Tonight's dinner-table discussion (I had the night off, so I made basil, spaghetti and cherry tomatoes) went something like this:
--Rachel showed me the routine she made up called, "President Cheesebama, who is president of the Mozzarella States." She eats her spaghetti with mozzarella cheese and the routine (which she made up herself and Drew thinks is HILARIOUS, and he's right) starts with her placing three pieces of cheese at the top of her plate above the pile of spaghetti. The spaghetti, apparently, signifies a crowd. The two pieces of cheese at either end are Obama's security detail.
Then the crowd says something and one of the security guards starts to answer, and she stabs the cheese with her fork and puts it in her mouth. After it's in her tummy she says something along the lines of, "Hey! What's going on?" Then she does the same with the next security guard. And then it's Obama's turn. When they're all in her tummy, they start talking to each other. Really, you have to be there to see it.

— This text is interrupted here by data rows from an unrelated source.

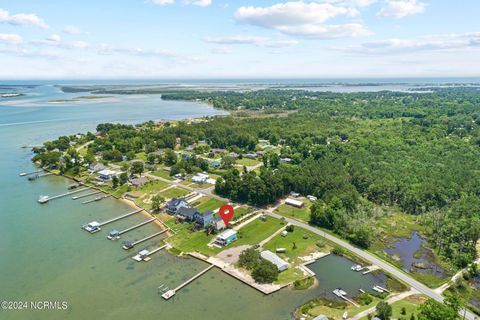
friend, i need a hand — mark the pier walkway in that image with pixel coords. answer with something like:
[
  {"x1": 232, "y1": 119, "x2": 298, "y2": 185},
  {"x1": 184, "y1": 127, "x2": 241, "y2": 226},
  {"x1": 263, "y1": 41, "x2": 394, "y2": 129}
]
[
  {"x1": 122, "y1": 229, "x2": 167, "y2": 249},
  {"x1": 114, "y1": 218, "x2": 156, "y2": 238},
  {"x1": 39, "y1": 187, "x2": 90, "y2": 203},
  {"x1": 161, "y1": 264, "x2": 215, "y2": 299},
  {"x1": 99, "y1": 209, "x2": 143, "y2": 227},
  {"x1": 72, "y1": 191, "x2": 103, "y2": 200}
]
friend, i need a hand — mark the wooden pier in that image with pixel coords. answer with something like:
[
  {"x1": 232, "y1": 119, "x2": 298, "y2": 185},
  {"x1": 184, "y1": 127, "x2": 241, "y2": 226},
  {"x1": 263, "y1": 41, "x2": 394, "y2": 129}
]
[
  {"x1": 132, "y1": 244, "x2": 168, "y2": 262},
  {"x1": 161, "y1": 265, "x2": 215, "y2": 300},
  {"x1": 19, "y1": 169, "x2": 43, "y2": 177},
  {"x1": 82, "y1": 195, "x2": 109, "y2": 204},
  {"x1": 72, "y1": 191, "x2": 103, "y2": 200},
  {"x1": 122, "y1": 228, "x2": 167, "y2": 249},
  {"x1": 38, "y1": 187, "x2": 90, "y2": 204},
  {"x1": 99, "y1": 209, "x2": 143, "y2": 227},
  {"x1": 108, "y1": 218, "x2": 156, "y2": 240}
]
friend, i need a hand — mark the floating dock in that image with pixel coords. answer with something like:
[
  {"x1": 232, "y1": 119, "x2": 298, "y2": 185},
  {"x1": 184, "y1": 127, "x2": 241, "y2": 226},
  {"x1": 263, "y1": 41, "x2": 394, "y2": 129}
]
[
  {"x1": 132, "y1": 244, "x2": 168, "y2": 262},
  {"x1": 82, "y1": 209, "x2": 143, "y2": 233},
  {"x1": 122, "y1": 228, "x2": 167, "y2": 249},
  {"x1": 161, "y1": 265, "x2": 215, "y2": 300},
  {"x1": 332, "y1": 288, "x2": 359, "y2": 307},
  {"x1": 38, "y1": 187, "x2": 90, "y2": 204},
  {"x1": 72, "y1": 191, "x2": 103, "y2": 200},
  {"x1": 107, "y1": 218, "x2": 156, "y2": 240}
]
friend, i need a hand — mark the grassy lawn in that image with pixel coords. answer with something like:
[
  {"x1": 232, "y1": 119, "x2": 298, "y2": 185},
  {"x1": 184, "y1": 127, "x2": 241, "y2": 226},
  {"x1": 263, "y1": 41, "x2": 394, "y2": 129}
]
[
  {"x1": 137, "y1": 179, "x2": 169, "y2": 193},
  {"x1": 190, "y1": 182, "x2": 213, "y2": 189},
  {"x1": 134, "y1": 151, "x2": 148, "y2": 162},
  {"x1": 196, "y1": 198, "x2": 226, "y2": 212},
  {"x1": 236, "y1": 158, "x2": 260, "y2": 166},
  {"x1": 299, "y1": 295, "x2": 382, "y2": 320},
  {"x1": 164, "y1": 217, "x2": 220, "y2": 256},
  {"x1": 275, "y1": 267, "x2": 305, "y2": 285},
  {"x1": 263, "y1": 227, "x2": 330, "y2": 265},
  {"x1": 232, "y1": 206, "x2": 254, "y2": 220},
  {"x1": 359, "y1": 294, "x2": 427, "y2": 320},
  {"x1": 151, "y1": 169, "x2": 175, "y2": 180},
  {"x1": 235, "y1": 216, "x2": 286, "y2": 246},
  {"x1": 159, "y1": 187, "x2": 189, "y2": 199},
  {"x1": 111, "y1": 184, "x2": 129, "y2": 198},
  {"x1": 274, "y1": 201, "x2": 311, "y2": 223}
]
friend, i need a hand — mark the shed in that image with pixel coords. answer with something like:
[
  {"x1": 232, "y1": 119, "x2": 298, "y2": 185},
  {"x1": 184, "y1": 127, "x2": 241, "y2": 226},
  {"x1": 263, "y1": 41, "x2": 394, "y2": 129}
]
[
  {"x1": 260, "y1": 250, "x2": 289, "y2": 272},
  {"x1": 285, "y1": 198, "x2": 304, "y2": 208},
  {"x1": 214, "y1": 229, "x2": 238, "y2": 246}
]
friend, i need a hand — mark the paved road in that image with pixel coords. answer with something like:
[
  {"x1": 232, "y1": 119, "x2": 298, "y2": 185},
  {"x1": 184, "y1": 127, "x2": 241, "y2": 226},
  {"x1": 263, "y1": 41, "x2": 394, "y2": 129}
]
[{"x1": 266, "y1": 211, "x2": 478, "y2": 320}]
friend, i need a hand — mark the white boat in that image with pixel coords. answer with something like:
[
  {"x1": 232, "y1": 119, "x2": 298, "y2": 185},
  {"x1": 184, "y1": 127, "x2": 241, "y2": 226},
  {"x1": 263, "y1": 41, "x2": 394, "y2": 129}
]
[
  {"x1": 333, "y1": 288, "x2": 347, "y2": 296},
  {"x1": 82, "y1": 221, "x2": 101, "y2": 233},
  {"x1": 132, "y1": 249, "x2": 150, "y2": 262},
  {"x1": 37, "y1": 195, "x2": 49, "y2": 204},
  {"x1": 372, "y1": 286, "x2": 384, "y2": 293},
  {"x1": 1, "y1": 93, "x2": 20, "y2": 98},
  {"x1": 351, "y1": 264, "x2": 364, "y2": 272}
]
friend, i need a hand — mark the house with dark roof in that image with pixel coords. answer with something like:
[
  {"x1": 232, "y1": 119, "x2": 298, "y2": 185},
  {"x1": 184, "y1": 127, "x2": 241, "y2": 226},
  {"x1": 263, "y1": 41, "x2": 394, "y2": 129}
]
[
  {"x1": 195, "y1": 210, "x2": 214, "y2": 228},
  {"x1": 166, "y1": 198, "x2": 188, "y2": 215},
  {"x1": 176, "y1": 207, "x2": 199, "y2": 222}
]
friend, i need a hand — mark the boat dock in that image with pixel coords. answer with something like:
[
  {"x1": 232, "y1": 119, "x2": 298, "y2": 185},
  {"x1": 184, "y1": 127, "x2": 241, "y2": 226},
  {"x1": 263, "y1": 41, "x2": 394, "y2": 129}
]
[
  {"x1": 38, "y1": 187, "x2": 90, "y2": 204},
  {"x1": 161, "y1": 264, "x2": 215, "y2": 300},
  {"x1": 72, "y1": 191, "x2": 103, "y2": 200},
  {"x1": 82, "y1": 195, "x2": 109, "y2": 204},
  {"x1": 108, "y1": 218, "x2": 156, "y2": 240},
  {"x1": 19, "y1": 169, "x2": 43, "y2": 177},
  {"x1": 122, "y1": 228, "x2": 167, "y2": 249},
  {"x1": 132, "y1": 244, "x2": 168, "y2": 262},
  {"x1": 99, "y1": 209, "x2": 143, "y2": 227},
  {"x1": 332, "y1": 289, "x2": 359, "y2": 307}
]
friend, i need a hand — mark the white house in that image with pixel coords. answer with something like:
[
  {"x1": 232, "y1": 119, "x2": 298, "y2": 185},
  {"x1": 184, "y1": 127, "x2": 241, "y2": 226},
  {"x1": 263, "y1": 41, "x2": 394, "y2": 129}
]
[
  {"x1": 192, "y1": 173, "x2": 209, "y2": 184},
  {"x1": 260, "y1": 250, "x2": 289, "y2": 271},
  {"x1": 97, "y1": 169, "x2": 118, "y2": 180}
]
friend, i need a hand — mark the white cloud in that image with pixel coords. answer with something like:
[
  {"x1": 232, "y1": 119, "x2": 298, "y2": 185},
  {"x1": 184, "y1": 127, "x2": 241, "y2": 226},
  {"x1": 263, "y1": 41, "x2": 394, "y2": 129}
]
[
  {"x1": 235, "y1": 2, "x2": 358, "y2": 28},
  {"x1": 152, "y1": 0, "x2": 175, "y2": 5},
  {"x1": 378, "y1": 0, "x2": 426, "y2": 18},
  {"x1": 204, "y1": 35, "x2": 298, "y2": 47},
  {"x1": 46, "y1": 34, "x2": 62, "y2": 42},
  {"x1": 63, "y1": 25, "x2": 83, "y2": 35},
  {"x1": 152, "y1": 0, "x2": 212, "y2": 6},
  {"x1": 234, "y1": 1, "x2": 370, "y2": 39},
  {"x1": 0, "y1": 8, "x2": 48, "y2": 29},
  {"x1": 211, "y1": 47, "x2": 233, "y2": 54},
  {"x1": 184, "y1": 0, "x2": 212, "y2": 7},
  {"x1": 0, "y1": 33, "x2": 23, "y2": 45},
  {"x1": 336, "y1": 32, "x2": 480, "y2": 54}
]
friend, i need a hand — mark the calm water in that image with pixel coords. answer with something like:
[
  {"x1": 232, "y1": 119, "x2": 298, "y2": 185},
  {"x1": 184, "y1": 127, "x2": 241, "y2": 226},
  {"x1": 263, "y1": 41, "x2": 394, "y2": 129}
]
[
  {"x1": 0, "y1": 84, "x2": 385, "y2": 320},
  {"x1": 385, "y1": 232, "x2": 445, "y2": 276}
]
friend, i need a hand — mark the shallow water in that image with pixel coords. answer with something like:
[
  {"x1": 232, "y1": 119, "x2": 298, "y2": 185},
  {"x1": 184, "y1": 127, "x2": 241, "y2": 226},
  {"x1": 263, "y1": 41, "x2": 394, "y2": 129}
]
[{"x1": 385, "y1": 232, "x2": 445, "y2": 276}]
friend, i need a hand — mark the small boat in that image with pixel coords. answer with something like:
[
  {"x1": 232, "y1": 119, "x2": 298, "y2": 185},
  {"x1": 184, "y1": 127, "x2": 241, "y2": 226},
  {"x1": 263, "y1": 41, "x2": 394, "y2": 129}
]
[
  {"x1": 359, "y1": 289, "x2": 365, "y2": 293},
  {"x1": 351, "y1": 264, "x2": 364, "y2": 272},
  {"x1": 333, "y1": 288, "x2": 347, "y2": 296},
  {"x1": 82, "y1": 221, "x2": 101, "y2": 233},
  {"x1": 37, "y1": 195, "x2": 49, "y2": 204},
  {"x1": 107, "y1": 230, "x2": 120, "y2": 240},
  {"x1": 372, "y1": 286, "x2": 384, "y2": 293},
  {"x1": 132, "y1": 250, "x2": 150, "y2": 262},
  {"x1": 68, "y1": 184, "x2": 79, "y2": 190},
  {"x1": 28, "y1": 175, "x2": 39, "y2": 181}
]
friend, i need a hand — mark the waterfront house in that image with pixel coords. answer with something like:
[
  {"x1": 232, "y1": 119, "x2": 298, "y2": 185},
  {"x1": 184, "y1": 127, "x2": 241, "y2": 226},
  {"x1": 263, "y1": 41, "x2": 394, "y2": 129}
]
[
  {"x1": 280, "y1": 157, "x2": 292, "y2": 163},
  {"x1": 285, "y1": 198, "x2": 304, "y2": 208},
  {"x1": 211, "y1": 216, "x2": 226, "y2": 231},
  {"x1": 166, "y1": 198, "x2": 189, "y2": 215},
  {"x1": 256, "y1": 151, "x2": 267, "y2": 157},
  {"x1": 88, "y1": 162, "x2": 105, "y2": 174},
  {"x1": 245, "y1": 153, "x2": 258, "y2": 159},
  {"x1": 176, "y1": 207, "x2": 199, "y2": 222},
  {"x1": 97, "y1": 169, "x2": 118, "y2": 180},
  {"x1": 211, "y1": 148, "x2": 226, "y2": 154},
  {"x1": 194, "y1": 210, "x2": 214, "y2": 228},
  {"x1": 214, "y1": 229, "x2": 238, "y2": 247},
  {"x1": 260, "y1": 250, "x2": 289, "y2": 271}
]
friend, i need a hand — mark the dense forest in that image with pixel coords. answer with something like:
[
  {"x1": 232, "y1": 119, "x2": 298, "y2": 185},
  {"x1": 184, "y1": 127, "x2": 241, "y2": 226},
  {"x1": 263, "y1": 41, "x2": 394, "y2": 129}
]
[{"x1": 37, "y1": 87, "x2": 480, "y2": 267}]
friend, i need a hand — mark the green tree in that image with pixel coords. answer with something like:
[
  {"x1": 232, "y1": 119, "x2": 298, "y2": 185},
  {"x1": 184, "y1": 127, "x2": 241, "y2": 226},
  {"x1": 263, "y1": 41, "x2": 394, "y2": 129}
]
[
  {"x1": 418, "y1": 298, "x2": 458, "y2": 320},
  {"x1": 151, "y1": 195, "x2": 165, "y2": 212},
  {"x1": 131, "y1": 161, "x2": 144, "y2": 176},
  {"x1": 112, "y1": 175, "x2": 119, "y2": 189},
  {"x1": 251, "y1": 259, "x2": 279, "y2": 283},
  {"x1": 376, "y1": 301, "x2": 392, "y2": 320}
]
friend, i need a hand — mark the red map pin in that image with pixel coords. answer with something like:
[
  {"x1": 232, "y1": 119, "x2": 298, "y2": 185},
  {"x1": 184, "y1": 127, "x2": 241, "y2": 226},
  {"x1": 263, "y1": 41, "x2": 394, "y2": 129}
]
[{"x1": 219, "y1": 204, "x2": 234, "y2": 226}]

--Then we started talking about "Downton Abbey" for some reason, and she made me explain most of the plot line of the series, which has been going for a couple of years now, so I had to talk about all the characters -- upstairs and downstairs -- and I could tell she was really following it. We talked about how it exemplifies a family in the midst of great historical change and how they handle it -- wars, the Great Depression, social structures falling apart, etc. "Everything was crumbling," I said, and that led us to...
--The Great Depression (she knew all about the stock market, although she laughed at herself for at first calling it the "Sock Market") and how people's lives were ruined. We told her that because of it, banks are better regulated and so her money is protected (earlier in the evening she had said that she doesn't buy things with her money that she just "wants," she buys them if she really, really wants or needs them. We praised her for her sound judgment). "So the Great Depression was a little bit good, in a way," she said. "Because inspired things came out of it, like better banks."
I held off on explaining the Glass-Steagall and Dodd-Frank acts. As Drew said: "I bet that most kids don't have these conversations with their parents." Indeed not.